The CEO for a headache medicine company wanted to find new ways to grow.
The company already had the lion’s share of the market, but he wasn’t willing to become complacent.
Confident that the medicine was the best, he had their scientists send off samples of their product to a 3rd-party lab.
He was hoping to see blockbuster results that would clearly show that their medicine was the most effective.
Instead, he got..nothing.
The 3rd-party lab ran their tests—couldn’t find a difference between any of the medicines.
They ran their tests again—still no differences.
Right as the CEO was planning on hiring another lab to re-test the medicine yet again, the Head of Marketing stopped him.
“Don’t worry about the results. They’re actually a blessing.”
“How could you see these numbers as good?”
“Because they gave us our next campaign”
Verified by 3rd-Party labs: No product is better than ours
Data Visualization Primer
Data visualizations are great.
Instead of having to:
Read tabular data 🤮
OR
Shake hands with a robot and receive a serialized string of electrical pulses 💡
You can just look at a picture to learn what you need to know.
Well before computers were able to digitally create visualizations on-the-fly, people created useful visualizations to understand data.
For very formal analysis, illustrations could be made to showcase the meaning of tabulated date.1 William Playfair, an 18th century engineer and political economist used visualizations to bring people around to his point of view.
For less formal analysis, numbers could be recorded from natural observations in formats that begin to reveal trends through the number of records.
As an example below, I’ve recorded what an arborist might find when surveying trees in an area. There are no digital tools or fancy art techniques used to produce this visualization. Even so, the beginnings of a bell curve centered around 150cm already appear.
This incredible technology allows records to come to life in a way they never do in tabular format.
But now that you’ve heard me heap praise on data visualizations for their positive impact, I hate to admit: They’re a double edged sword.
Why I Hate the Pie Chart
“There are three kinds of lies: lies, damned lies, and statistics.”
—Mark Twain’s Autobiography
Visualizations’ ability to quickly convey information is also the same weakness that allows people to quickly lie with statistics.
There is a nearly 70 year-old book “How to Lie with Statistics” that is still full of great lessons.
For one example, take the common & uninformative Pie Chart.
The Pie Chart is my least favorite visualization.
Not only does the chart make it hard to tell what a slice’s relative size is, but when more than a few categories are compared, the chart becomes a spinning ball of death.
Additionally, pie charts only can visually show you what makes up the whole. They can’t tell you about the size of the whole.2
The Lies Begin
Imagine you’re working with a company that helps you manage your many Quick Service Restaurant (QSR) sandwich shops.
You provide the capital for them to distribute and operate your restaurants. Each quarter they provide a report on how your sales were per store.
With Q1 and Q2 in the mirror, a quick glance at the graph in your quarterly report lets you feel good that shop 4 (recovering from a former bad manager) is actually making some gains!
You close the report and go about your day, futzing with a few low priority items you’d been putting off now that you have some free time.
What you didn't know is that the sales between these two graphs had fallen 89%. Seriously, the numbers in the backend to render these graphs3 are actually off by a factor of nearly 10.
By choosing to render changes over time in this way, your manager lied to you about the massive decline in sales that threatens your very business.

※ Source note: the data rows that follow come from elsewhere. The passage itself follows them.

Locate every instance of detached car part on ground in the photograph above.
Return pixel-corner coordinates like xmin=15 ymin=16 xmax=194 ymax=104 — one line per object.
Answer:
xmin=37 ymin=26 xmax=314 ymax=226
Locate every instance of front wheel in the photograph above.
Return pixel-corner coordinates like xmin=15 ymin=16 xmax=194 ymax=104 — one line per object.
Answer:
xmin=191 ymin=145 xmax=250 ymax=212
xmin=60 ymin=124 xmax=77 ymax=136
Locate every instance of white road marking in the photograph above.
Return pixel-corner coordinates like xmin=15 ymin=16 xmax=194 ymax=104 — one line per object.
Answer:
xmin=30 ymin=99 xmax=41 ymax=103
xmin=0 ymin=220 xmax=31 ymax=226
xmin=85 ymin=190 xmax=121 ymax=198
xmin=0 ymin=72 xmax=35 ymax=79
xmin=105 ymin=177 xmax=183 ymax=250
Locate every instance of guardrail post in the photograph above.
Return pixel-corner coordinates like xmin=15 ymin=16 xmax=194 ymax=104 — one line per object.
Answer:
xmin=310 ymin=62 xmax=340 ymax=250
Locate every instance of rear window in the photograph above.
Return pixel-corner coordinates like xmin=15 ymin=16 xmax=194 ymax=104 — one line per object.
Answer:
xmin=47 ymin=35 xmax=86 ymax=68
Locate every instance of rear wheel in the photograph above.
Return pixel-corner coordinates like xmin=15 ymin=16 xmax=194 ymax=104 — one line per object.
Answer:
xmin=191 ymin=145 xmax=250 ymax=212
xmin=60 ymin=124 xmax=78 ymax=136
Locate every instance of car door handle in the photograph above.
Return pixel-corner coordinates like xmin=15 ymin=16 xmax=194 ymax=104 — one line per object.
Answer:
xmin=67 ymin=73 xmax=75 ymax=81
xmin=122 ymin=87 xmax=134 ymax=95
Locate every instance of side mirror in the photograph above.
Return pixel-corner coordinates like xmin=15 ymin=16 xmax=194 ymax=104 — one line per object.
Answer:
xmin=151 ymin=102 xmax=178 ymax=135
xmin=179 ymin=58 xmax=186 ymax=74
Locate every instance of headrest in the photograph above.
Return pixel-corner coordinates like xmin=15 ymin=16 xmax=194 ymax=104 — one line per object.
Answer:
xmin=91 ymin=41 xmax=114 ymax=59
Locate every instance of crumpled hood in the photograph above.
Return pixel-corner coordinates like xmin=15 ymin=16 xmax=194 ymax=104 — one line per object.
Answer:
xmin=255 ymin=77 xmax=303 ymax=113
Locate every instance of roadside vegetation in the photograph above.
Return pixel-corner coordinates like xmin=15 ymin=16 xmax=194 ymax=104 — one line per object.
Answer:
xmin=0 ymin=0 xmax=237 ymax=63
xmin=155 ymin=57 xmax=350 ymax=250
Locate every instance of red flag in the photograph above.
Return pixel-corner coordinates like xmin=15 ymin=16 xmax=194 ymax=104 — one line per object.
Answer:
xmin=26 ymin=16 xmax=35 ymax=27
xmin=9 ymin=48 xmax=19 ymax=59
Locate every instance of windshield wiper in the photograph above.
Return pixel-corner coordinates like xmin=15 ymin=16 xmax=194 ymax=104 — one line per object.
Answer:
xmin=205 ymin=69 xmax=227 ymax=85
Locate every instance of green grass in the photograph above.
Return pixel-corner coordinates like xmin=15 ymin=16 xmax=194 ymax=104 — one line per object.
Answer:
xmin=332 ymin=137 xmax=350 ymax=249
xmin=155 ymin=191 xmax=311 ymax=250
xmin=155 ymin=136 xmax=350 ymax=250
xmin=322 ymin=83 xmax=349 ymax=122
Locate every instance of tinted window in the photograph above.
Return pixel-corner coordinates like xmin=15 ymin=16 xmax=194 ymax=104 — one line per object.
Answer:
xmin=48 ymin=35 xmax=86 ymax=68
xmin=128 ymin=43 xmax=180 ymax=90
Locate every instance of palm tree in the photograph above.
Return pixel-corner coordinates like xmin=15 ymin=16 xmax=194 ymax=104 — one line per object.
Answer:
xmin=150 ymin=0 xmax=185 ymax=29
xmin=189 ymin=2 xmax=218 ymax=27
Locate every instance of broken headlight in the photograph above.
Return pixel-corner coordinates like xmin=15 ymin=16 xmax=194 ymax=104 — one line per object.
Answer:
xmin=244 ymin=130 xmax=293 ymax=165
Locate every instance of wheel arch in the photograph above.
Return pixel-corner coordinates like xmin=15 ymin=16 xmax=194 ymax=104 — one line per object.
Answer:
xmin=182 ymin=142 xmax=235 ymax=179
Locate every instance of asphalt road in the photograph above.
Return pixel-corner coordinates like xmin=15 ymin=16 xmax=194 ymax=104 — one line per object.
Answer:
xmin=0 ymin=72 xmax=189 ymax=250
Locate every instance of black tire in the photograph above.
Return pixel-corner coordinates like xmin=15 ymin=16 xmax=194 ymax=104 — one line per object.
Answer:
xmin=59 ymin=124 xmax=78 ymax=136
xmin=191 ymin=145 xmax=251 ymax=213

You paid your manager for terrible business management and didn’t even realize it.
How Can You Find The Lie?
Now that you know how easy it is to get fooled by visualizations, here is a heuristic approach to make sure you’re not getting fooled by the most common actors in misleading charts.
Like a 1950s soda shop, you should look for MALT.
Measured Variables
What is actually being measured?
If not the direct variable, is it a good proxy?

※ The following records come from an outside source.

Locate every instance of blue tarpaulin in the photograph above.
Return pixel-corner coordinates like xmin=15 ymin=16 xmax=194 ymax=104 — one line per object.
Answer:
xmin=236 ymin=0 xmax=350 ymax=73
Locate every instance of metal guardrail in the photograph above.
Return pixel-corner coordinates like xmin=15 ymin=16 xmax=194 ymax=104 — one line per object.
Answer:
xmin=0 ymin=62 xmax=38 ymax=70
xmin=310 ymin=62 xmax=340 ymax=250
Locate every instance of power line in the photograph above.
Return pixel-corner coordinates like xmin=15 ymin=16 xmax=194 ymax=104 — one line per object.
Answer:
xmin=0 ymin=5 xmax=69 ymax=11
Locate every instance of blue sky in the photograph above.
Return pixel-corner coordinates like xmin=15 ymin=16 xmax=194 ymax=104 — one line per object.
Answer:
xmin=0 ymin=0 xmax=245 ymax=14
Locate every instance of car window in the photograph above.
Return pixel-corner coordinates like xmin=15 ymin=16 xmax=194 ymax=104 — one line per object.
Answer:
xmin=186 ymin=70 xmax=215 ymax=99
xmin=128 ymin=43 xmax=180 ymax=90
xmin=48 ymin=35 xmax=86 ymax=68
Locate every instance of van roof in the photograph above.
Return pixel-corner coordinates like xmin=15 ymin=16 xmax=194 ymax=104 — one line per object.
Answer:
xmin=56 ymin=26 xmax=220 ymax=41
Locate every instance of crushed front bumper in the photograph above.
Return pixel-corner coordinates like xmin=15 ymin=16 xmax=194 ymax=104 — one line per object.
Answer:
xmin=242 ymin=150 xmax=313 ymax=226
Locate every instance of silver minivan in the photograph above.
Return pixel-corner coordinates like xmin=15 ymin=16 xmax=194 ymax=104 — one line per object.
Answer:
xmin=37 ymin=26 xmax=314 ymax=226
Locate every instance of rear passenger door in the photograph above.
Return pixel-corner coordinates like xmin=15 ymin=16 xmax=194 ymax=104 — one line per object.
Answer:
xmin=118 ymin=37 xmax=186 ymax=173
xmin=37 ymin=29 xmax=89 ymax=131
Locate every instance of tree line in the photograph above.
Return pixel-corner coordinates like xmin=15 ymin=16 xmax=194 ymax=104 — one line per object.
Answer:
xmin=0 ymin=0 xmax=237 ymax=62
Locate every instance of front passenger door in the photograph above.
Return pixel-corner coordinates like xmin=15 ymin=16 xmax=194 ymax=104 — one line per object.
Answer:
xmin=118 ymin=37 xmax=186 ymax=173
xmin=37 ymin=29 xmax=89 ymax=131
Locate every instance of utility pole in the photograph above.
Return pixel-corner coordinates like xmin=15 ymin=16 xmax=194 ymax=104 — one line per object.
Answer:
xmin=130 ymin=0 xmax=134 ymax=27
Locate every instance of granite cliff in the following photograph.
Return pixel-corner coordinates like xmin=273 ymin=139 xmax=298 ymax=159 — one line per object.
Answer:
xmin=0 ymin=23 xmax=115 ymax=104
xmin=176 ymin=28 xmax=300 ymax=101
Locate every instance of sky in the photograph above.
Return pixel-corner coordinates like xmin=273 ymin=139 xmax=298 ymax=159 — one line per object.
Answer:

What changes might have occurred to make this proxy fit closer or father to the goal variable over time?
Axes Continuity & Endpoints
Are the axes endpoints chosen intentionally to make a change look larger or smaller than it is?
Do things have unusual scale breaks to minimize differences?
Logarithmic Scales
Are scales logarithmic? Does it make sense for them to be that way?
Are both X and Y axes log scales? Only one? Why would the author choose that?
Total Numbers, Proportions, or Earlier Comparisons
Are values being calculated as totals or changes from some earlier value? (e.g. US Inflation is a Year-Over-Year change, not absolute)
If changes from an earlier baseline, why was that value chosen? Was the value a normal instance or an unusual case that could hide larger changes?
Is the graphic showing total numbers or just proportions? Is that reasonable in context?
Order your MALT
When you’re looking at a graphic, remember to check the 4 common misrepresentations we discussed in this graphic.
Don’t be misled, order your MALT and know instead.
Edward Tufte has nominated Charles Joseph Minard's 1869 graphic of Napoleonic France's invasion of Russia as one of the best visualizations of all time. This is also from a time far before computers.
Yes, technically, you could sum all the numbers for each slice and sum them, but that negates the point of a visualization.
They’re actually this ugly be default. I didn’t change anything but the quick format to show percentages.